My attempt at proof:
Let $\epsilon>0$. Since $x_n\nrightarrow0$, it grants us some $\epsilon'>0$ so that for all $N\in\mathbb N$, $|x_n|\ge\epsilon'$ for some $n>N$. [……] The sequence $(x_n)$ is bounded below by some $M>0$. Since $(x_n)$ is Cauchy, there is $N'\in\mathbb N$ s.t. $|x_m-x_n|<M^2\epsilon$ for all $m,n>N'$. Choose $N=N'$. Then for $m,n>N$,
$$\displaystyle\left|\frac{1}{x_m}-\frac{1}{x_n}\right|=\left|\frac{x_n-x_m}{x_mx_n}\right|=\frac{|x_n-x_m|}{|x_m||x_n|}<\frac{M^2 \epsilon}{M^2}=\epsilon.$$
I am struggling to fill in the blank [……] part. I want to show that $(x_n)$ is bounded below by some positive real number $M>0$, i.e. $x_n\ge M$ for all $n$. I am thinking about constructing a positive subsequence of $(x_n)$ but I am not sure where to start. If $(x_n)$ is a Cauchy sequence in $\mathbb R$, then I can easily use the completeness of $\mathbb R$ to show that $(x_n)$ is bounded below.
Best Answer
You can't claim that on the sequence $x_n$ itself, but you can prove that for the sequence of absolute values $|x_n|$. (which is what you actually need) Also, that is not necessary true for all $n$, but only when $n$ is sufficiently large.
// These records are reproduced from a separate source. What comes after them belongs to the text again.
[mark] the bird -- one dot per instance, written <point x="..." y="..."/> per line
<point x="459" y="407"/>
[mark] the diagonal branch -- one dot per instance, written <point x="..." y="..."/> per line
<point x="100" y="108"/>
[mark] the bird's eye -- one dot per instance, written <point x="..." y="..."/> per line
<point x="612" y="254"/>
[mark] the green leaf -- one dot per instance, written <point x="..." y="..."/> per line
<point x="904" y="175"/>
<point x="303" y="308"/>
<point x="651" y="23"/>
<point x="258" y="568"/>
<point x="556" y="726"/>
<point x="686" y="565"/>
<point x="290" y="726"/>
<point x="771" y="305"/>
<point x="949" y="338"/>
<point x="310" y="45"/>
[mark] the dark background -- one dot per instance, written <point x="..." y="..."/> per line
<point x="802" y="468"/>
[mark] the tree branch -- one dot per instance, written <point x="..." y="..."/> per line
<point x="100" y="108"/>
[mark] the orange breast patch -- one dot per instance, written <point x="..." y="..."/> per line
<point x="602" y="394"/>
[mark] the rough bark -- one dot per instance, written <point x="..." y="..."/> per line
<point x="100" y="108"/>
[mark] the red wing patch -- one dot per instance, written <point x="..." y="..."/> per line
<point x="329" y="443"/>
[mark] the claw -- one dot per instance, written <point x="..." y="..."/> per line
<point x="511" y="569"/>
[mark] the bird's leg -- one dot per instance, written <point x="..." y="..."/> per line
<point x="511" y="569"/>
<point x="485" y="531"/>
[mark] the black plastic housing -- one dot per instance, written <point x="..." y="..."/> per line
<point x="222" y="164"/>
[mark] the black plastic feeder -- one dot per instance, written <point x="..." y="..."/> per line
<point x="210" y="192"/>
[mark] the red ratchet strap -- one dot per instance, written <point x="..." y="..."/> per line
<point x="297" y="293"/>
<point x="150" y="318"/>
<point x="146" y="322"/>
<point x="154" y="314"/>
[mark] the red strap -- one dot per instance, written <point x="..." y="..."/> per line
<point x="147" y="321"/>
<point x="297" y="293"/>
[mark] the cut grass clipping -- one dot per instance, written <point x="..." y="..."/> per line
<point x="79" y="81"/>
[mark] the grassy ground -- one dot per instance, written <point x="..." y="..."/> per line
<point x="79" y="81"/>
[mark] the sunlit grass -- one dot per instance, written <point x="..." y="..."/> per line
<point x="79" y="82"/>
Hint: As you pointed out, there is some $\epsilon'>0$ such that $|x_n|\geq\epsilon'$ for infinitely many values of $n$. But note that $|x_n|$ is a Cauchy sequence (why?), and so if $m$ and $n$ are sufficiently large then $|x_m|$ and $|x_n|$ are very close to each other. Try to conclude that if $n$ is large enough, we will always have $|x_n|>\frac{\epsilon'}{2}$.